If you’re the type of person given to lamenting the deterioration of serious reading and writing, here’s one way you can lift your spirits: Read Trilling’s famous introduction to the 1955 English translation of Babel’s Red Cavalry, a collection of short stories inspired by Babel’s experiences with the Cossacks. Trilling’s offering has got to be one of the most obtuse literary essays ever written. It would never have made it into print today.

Of course, Trilling had a prodigious and unique literary mind. Essays like “Reality in America” and “On the Teaching of Modern Literature” make you recall that there was a time when literary critics didn’t just review books; they rubbed their intellect against society until the sparks flew. Sincerity and Authenticity, Trilling’s masterpiece, is a brilliant intellectual synthesis and an outpouring of original ideas. But maybe that book is so memorable because it was animated by Trilling’s own problem with authenticity.
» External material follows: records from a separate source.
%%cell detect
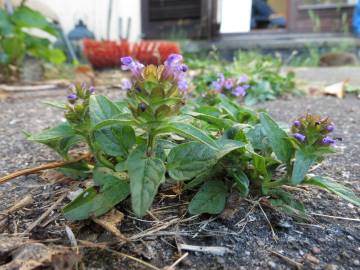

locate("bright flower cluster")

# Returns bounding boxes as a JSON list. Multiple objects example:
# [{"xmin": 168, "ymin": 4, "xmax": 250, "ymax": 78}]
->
[
  {"xmin": 291, "ymin": 114, "xmax": 336, "ymax": 146},
  {"xmin": 211, "ymin": 73, "xmax": 250, "ymax": 97},
  {"xmin": 65, "ymin": 83, "xmax": 95, "ymax": 126},
  {"xmin": 120, "ymin": 54, "xmax": 188, "ymax": 123},
  {"xmin": 120, "ymin": 54, "xmax": 188, "ymax": 92}
]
In his short and impressionistic, but essential, biography of Isaac Babel–the only one we have–Jerome Charyn writes appreciatively about Trilling’s essay on Red Cavalry, and he never tries to refute or correct it. What interests Charyn is the way Trilling used Babel to try to escape from the burden of being Lionel Trilling. Such psychological delving fits nicely into Savage Shorthand, which is an attempt to excavate Babel from his own concealing nature, from the secretive times he lived in and from the enigmatic circumstances of his death. Charyn is a wonderful novelist, and his brief speculations about Trilling’s buried motives is a deft leitmotif in his almost novelistic account of Babel’s life.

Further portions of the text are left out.